As Middle Eastern countries, such as Saudi Arabia, have been buying 380 CST HSFO to meet domestic demand for power plants during the region's hot summer months, Asian HSFO market has been strong since early June.

 

At the same time, the Asian HSFO market has been experiencing strong demand for straight run fuel oil from refineries, following Saudi Arabia's decision to raise its official selling prices for July-loading crude oil.
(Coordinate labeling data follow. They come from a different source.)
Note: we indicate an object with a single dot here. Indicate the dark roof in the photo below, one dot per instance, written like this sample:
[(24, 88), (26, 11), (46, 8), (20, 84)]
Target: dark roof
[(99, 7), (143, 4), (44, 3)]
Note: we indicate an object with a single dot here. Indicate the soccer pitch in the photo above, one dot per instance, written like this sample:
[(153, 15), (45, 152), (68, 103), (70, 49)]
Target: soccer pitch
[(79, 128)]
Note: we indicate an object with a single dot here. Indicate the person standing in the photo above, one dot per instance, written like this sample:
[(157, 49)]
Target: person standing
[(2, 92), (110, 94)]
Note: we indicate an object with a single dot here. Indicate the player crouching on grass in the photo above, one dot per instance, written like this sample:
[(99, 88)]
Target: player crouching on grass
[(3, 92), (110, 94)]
Saudi Arabia's move made straight run fuel oil more competitive than crude oil as refinery feedstock, Asian refinery sources said.

On the other hand, supply of HSFO remained limited due to refiners' run cuts across the region, market sources said.

Also, "Middle Eastern countries are cutting heavy crude oil production, which is also reducing fuel oil production," a fuel oil trader based in Singapore said.

 

Reflecting the strength of Asian HSFO, the cash differential of Singapore 380 CST HSFO rose to minus $3.17/mt on June 26, the highest since April 6, Platts data showed.

HSFO SUPPLY IN EUROPE REMAINS TIGHT

Despite the widening East/West spread, the tightness in European HSFO supply has not eased amid a reduced number of cargoes from the Baltic Region.

"In general most of the HSFO isn't staying locally, there is less overall coming out and most of it gets sent to USGC," one market source said.

HSFO has found demand as a coker feed in the US Gulf Coast, with demand from ships with scrubbers yet to be seen.

The source added that the backwardation on the HSFO forward curve was incentivizing the shorter route to the USGC over sending the product east.

The amount of HSFO heading from Europe, including the Baltic Sea, to the US jumped to 9.5 million barrels in May, from 2.18 million barrels in April, according to trade flow and inventory tracker, Kpler, on June 23. This was a fourfold increase from the 2.34 million barrels making the same voyage in May 2019.